The compound, GeSb2Te4, is a phase-change material, meaning its atomic structure shifts from amorphous to crystalline under heat. Each structure has individual properties and is reversible, making the compound an ideal material to use in electronic devices where information can be written and rewritten several times.
“Phase-change materials have attracted a great deal of attention owing to the sharp contrast in optical and electrical properties between their two phases,” said paper author Akio Kimura, professor in the Department of Physical Sciences in the Graduate School of Science and the Graduate School of Advanced Science and Engineering at Hiroshima University. “The electronic structure in the amorphous phase has already been addressed, but the experimental study of the electronic structure in the crystalline phase had not yet been investigated.”

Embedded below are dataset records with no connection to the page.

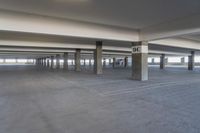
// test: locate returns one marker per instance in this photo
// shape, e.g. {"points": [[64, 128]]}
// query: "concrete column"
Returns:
{"points": [[104, 62], [126, 62], [48, 62], [42, 62], [84, 62], [152, 60], [90, 62], [162, 61], [191, 61], [45, 62], [183, 60], [72, 62], [65, 65], [140, 61], [4, 60], [109, 61], [57, 61], [98, 58], [114, 62], [52, 61], [78, 60]]}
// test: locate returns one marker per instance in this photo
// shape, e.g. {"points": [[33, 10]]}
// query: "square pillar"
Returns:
{"points": [[65, 65], [78, 60], [191, 61], [90, 62], [98, 58], [45, 62], [48, 63], [52, 61], [183, 60], [162, 61], [114, 62], [57, 61], [104, 62], [84, 62], [125, 61], [140, 61]]}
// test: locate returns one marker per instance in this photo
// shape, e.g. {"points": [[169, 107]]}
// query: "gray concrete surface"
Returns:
{"points": [[38, 100]]}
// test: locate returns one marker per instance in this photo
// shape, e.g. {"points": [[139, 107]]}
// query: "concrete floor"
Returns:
{"points": [[36, 100]]}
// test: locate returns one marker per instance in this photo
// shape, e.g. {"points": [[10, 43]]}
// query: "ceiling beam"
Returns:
{"points": [[177, 27]]}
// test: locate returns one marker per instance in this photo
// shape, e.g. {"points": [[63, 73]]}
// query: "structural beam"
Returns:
{"points": [[140, 61], [29, 23], [177, 27], [52, 61]]}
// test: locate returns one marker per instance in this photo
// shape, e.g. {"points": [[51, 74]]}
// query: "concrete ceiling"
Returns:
{"points": [[194, 37], [135, 14]]}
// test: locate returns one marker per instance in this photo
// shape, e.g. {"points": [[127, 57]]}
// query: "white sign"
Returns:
{"points": [[139, 49]]}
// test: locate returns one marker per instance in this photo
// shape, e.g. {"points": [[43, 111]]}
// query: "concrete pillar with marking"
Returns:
{"points": [[140, 61]]}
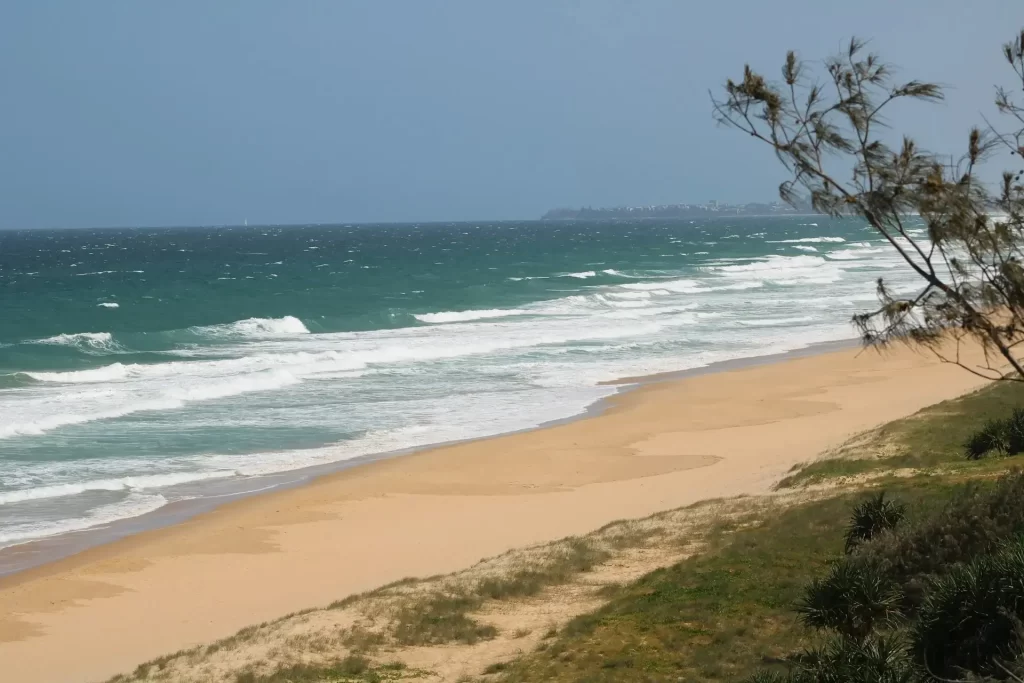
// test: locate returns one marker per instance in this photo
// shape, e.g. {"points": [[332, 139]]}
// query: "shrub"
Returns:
{"points": [[1005, 436], [986, 439], [871, 517], [846, 660], [853, 599], [973, 616], [977, 520]]}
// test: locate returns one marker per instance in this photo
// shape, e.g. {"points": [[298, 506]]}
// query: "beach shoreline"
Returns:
{"points": [[31, 554], [667, 441]]}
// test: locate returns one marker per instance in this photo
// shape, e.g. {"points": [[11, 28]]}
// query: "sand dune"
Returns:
{"points": [[665, 444]]}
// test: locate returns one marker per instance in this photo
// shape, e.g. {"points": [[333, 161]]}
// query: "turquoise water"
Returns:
{"points": [[138, 367]]}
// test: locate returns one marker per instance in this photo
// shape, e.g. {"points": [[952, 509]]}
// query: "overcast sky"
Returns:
{"points": [[127, 113]]}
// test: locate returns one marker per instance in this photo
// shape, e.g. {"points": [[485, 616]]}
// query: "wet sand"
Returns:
{"points": [[665, 444]]}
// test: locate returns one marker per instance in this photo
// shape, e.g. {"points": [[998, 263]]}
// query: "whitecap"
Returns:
{"points": [[254, 328], [805, 240], [133, 506], [464, 315], [120, 483], [88, 341]]}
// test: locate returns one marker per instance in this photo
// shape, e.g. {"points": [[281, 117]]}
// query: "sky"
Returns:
{"points": [[119, 113]]}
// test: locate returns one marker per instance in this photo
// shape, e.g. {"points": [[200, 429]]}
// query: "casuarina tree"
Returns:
{"points": [[829, 130]]}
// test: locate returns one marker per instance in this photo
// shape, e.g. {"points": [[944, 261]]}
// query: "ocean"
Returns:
{"points": [[140, 368]]}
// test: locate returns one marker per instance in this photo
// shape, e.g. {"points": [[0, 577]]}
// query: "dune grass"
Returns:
{"points": [[936, 436], [722, 614]]}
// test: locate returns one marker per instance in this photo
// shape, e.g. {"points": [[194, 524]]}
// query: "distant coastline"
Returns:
{"points": [[711, 210]]}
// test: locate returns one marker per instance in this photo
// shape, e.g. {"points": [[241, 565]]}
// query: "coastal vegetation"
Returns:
{"points": [[830, 132], [842, 567], [898, 557]]}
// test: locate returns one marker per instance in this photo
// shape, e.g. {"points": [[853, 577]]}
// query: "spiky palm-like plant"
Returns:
{"points": [[972, 619], [853, 600], [871, 517]]}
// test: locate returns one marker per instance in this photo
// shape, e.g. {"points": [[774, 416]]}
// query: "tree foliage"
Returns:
{"points": [[830, 133]]}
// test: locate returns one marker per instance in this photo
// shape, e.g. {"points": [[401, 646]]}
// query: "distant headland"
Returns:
{"points": [[709, 210]]}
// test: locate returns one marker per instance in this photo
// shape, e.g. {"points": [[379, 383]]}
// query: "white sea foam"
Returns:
{"points": [[134, 505], [255, 328], [88, 341], [464, 315], [121, 483], [851, 254], [109, 373], [806, 240], [125, 404]]}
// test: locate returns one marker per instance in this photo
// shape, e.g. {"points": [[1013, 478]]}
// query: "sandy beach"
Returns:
{"points": [[662, 445]]}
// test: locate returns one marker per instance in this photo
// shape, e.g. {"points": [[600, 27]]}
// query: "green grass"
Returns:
{"points": [[720, 615], [440, 619], [933, 437]]}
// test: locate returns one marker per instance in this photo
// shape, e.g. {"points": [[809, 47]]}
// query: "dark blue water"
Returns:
{"points": [[135, 365]]}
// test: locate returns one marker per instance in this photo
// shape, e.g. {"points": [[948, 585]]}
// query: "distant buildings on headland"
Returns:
{"points": [[709, 210]]}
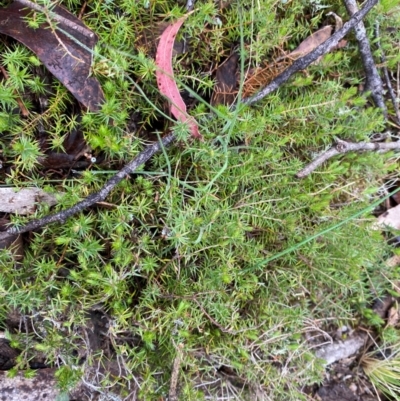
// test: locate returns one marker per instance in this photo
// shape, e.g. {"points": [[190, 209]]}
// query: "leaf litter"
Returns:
{"points": [[68, 61], [165, 78]]}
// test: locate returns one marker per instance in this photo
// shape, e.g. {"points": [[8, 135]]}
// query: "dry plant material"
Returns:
{"points": [[342, 147], [23, 201], [165, 78], [263, 76], [311, 43], [305, 61], [227, 80], [65, 58], [343, 349], [390, 218], [373, 80], [99, 196]]}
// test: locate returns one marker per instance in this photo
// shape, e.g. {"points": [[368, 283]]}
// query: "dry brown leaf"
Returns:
{"points": [[69, 62], [393, 316], [165, 78], [312, 42]]}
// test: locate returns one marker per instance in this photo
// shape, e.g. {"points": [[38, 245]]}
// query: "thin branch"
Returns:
{"points": [[148, 152], [65, 21], [373, 80], [304, 62], [386, 75], [99, 196], [342, 147], [172, 395]]}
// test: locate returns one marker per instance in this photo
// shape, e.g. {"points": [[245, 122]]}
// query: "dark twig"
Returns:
{"points": [[386, 75], [304, 62], [99, 196], [172, 395], [342, 147], [373, 80]]}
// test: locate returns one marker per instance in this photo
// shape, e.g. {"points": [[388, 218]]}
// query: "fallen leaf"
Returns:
{"points": [[390, 218], [393, 316], [165, 78], [225, 89], [312, 42], [23, 201], [69, 63]]}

The researchers found that the crystalline phase of GeSb2Te4 has Dirac electrons, meaning it behaves similarly to graphene, a conducting material that consists of a single layer of carbon atoms. They also found that the surface of the crystalline structure shares characteristics with a topological insulator, where the internal structure remains static while the surface conducts electrical activity.
“The amorphous phase shows a semiconducting behavior with a large electrical resistivity while the crystalline phase behaves like a metallic with a much lower electrical resistivity,” said Munisa Nurmamat, paper author and assistant professor in the Department of Physical Sciences in the Graduate School of Science and the Graduate School of Advanced Science and Engineering at Hiroshima University. “The crystalline phase of GeSb2Te4 can be viewed as a 3-D analog of graphene.”
Graphene is already considered by researchers to be a high-speed conducting material, according to Nurmamat and Kimura, but its inherently low on- and off-current ratio limits how it is applied in electronic devices. As a 3-D version of graphene, GeSb2Te4 combines speed with flexibility to engineer the next generation of electrical switching devices.